Perfect Forward using std::forward vs RefRefCast

Question

I'd appreciate your help understanding std::forward implementation.

What's the difference between std::forward and a standard cast to T&& in a template function? In this example at least, they both seem to do the forwarding work correctly. The LValue gets forwarded to the LValue overload, and the RValue is forwarded to the RValue overload.

struct DemoPerfectForwardVsRefRefCast
{
    void overloaded(int const &arg) { std::cout << "receive by lvalue\n"; }
    void overloaded(int && arg) { std::cout << "receive by rvalue\n"; }

    template< typename t >
    void forwarding(t && arg) {
        std::cout << "via std::forward: ";
        overloaded(std::forward< t >(arg));  // forwards correctly
        std::cout << "via && cast: ";
        overloaded(static_cast<t&&>(arg)); // seems to also forward correctly
    }

    void demo()
    {
        std::cout << "initial caller passes rvalue:\n";
        forwarding(5);
        std::cout << "initial caller passes lvalue:\n";
        int x = 5;
        forwarding(x);
    }

};

Is universal reference + reference collapsing + static cast to T&& enough?

In Visual Studio 2017 the definition of std::forward is implemented differently, with two template functions, one with a T& param, and one with a T&& param. Is that necessary? Is it better than just the cast? I'm rather confused by their comments

// forward an lvalue as either an lvalue or an rvalue
// forward an rvalue as an rvalue

Answer 1

If you mis-specify your type T, static_cast<T&&> will turn an rvalue into an lvalue, whereas the call to std::forward<T> will be ill-formed.

E.g.

int f() { return 42; }

template<typename T>
void forward() {
    std::forward<T>(f());
}

template<typename T>
void cast() {
    static_cast<T&&>(f());
}

int main() {
    forward<const int &>(); // error: static assertion failed: std::forward must not be used to convert an rvalue to an lvalue
    cast<const int &>(); // compiles
}

Answer 2

In summary, in order just to forward a variable you could use a simple cast. The reason a function was introduced was primarily to make the code cleaner.

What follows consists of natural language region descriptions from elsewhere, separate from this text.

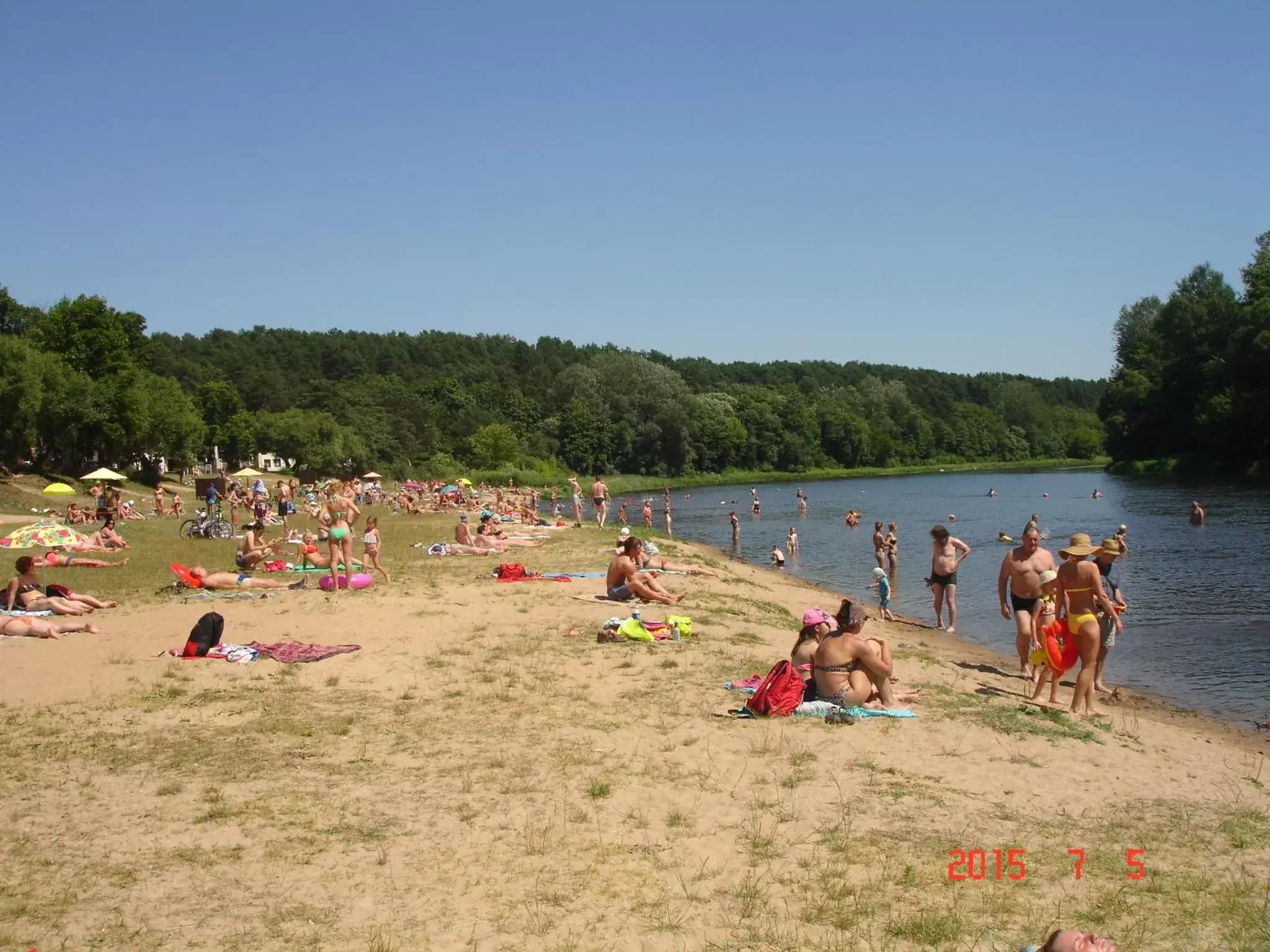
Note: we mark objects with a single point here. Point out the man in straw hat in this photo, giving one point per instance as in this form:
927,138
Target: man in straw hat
1021,569
1105,559
1080,589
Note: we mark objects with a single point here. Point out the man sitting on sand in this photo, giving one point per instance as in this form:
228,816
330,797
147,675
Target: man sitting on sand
626,582
231,580
252,550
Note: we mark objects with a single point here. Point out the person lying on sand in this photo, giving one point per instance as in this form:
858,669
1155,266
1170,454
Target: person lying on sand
25,593
849,669
625,579
64,560
231,580
42,627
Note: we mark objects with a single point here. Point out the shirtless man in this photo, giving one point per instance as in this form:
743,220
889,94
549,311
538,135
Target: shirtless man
1021,568
626,582
600,500
575,490
946,555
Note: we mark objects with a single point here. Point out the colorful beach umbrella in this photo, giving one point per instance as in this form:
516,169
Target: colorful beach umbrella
103,474
50,535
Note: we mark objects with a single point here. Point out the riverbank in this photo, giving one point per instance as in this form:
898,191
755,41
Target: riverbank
619,484
482,774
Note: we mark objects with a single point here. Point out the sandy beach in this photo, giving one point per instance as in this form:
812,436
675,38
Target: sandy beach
483,775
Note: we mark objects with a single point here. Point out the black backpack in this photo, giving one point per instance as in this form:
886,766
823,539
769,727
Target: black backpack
205,637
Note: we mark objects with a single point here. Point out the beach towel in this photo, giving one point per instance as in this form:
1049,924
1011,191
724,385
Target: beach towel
748,684
203,637
819,708
780,692
296,653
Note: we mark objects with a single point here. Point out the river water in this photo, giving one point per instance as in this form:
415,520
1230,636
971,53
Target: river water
1198,626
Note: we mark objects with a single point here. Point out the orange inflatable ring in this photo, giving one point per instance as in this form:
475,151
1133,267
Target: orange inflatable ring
186,576
1061,658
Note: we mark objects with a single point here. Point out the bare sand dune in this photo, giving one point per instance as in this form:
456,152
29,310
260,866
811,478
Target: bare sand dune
475,777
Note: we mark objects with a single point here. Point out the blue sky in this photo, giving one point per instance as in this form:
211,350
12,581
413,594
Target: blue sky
956,186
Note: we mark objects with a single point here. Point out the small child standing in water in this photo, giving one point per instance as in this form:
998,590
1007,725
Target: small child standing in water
371,540
883,584
1039,658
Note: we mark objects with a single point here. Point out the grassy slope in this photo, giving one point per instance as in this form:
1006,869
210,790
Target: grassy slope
334,786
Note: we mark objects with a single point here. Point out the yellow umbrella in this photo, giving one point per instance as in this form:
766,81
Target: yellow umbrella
42,534
103,474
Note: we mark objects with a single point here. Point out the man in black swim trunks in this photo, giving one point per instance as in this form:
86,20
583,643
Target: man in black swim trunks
946,555
1021,568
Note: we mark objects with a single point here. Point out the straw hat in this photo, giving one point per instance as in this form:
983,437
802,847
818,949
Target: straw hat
1081,546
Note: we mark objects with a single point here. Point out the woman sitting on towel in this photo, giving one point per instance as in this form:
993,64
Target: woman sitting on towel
850,669
42,627
815,625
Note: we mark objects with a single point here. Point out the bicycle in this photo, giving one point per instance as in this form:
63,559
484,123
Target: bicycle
205,526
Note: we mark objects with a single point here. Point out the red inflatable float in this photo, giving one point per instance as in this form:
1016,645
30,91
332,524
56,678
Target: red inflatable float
1061,648
184,575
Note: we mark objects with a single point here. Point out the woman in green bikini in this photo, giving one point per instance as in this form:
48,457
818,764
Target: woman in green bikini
340,513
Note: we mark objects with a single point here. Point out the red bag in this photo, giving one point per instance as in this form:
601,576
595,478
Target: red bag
779,695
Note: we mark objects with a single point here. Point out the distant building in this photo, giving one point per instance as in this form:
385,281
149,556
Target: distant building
270,462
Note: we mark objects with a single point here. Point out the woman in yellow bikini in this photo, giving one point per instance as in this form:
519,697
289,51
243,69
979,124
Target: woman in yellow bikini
1080,593
340,513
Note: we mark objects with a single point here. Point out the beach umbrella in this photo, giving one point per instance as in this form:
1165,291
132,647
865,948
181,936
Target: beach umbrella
50,535
103,474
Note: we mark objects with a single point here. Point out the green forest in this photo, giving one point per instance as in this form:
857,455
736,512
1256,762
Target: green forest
1192,381
84,379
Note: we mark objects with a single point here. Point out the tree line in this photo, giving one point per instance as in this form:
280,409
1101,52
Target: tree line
84,379
1192,377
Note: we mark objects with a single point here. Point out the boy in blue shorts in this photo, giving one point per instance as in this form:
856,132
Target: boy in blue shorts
883,586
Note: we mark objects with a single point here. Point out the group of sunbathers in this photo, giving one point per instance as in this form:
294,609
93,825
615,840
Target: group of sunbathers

However, there is a slight advantage beyond that. In the vast majority of the times, the l-value variant of std::forward will be called, as every named variable is an l-value. But in some special cases, you might want to forward a function-call result (such as std::move). In this case, the casting static_cast<T&&>(std::move(t)) will not work if t is an lvalue, because casting from r-value to l-value is prohibited.

I believe that the second use-case is extremely rare, however it is a possibility that should be covered.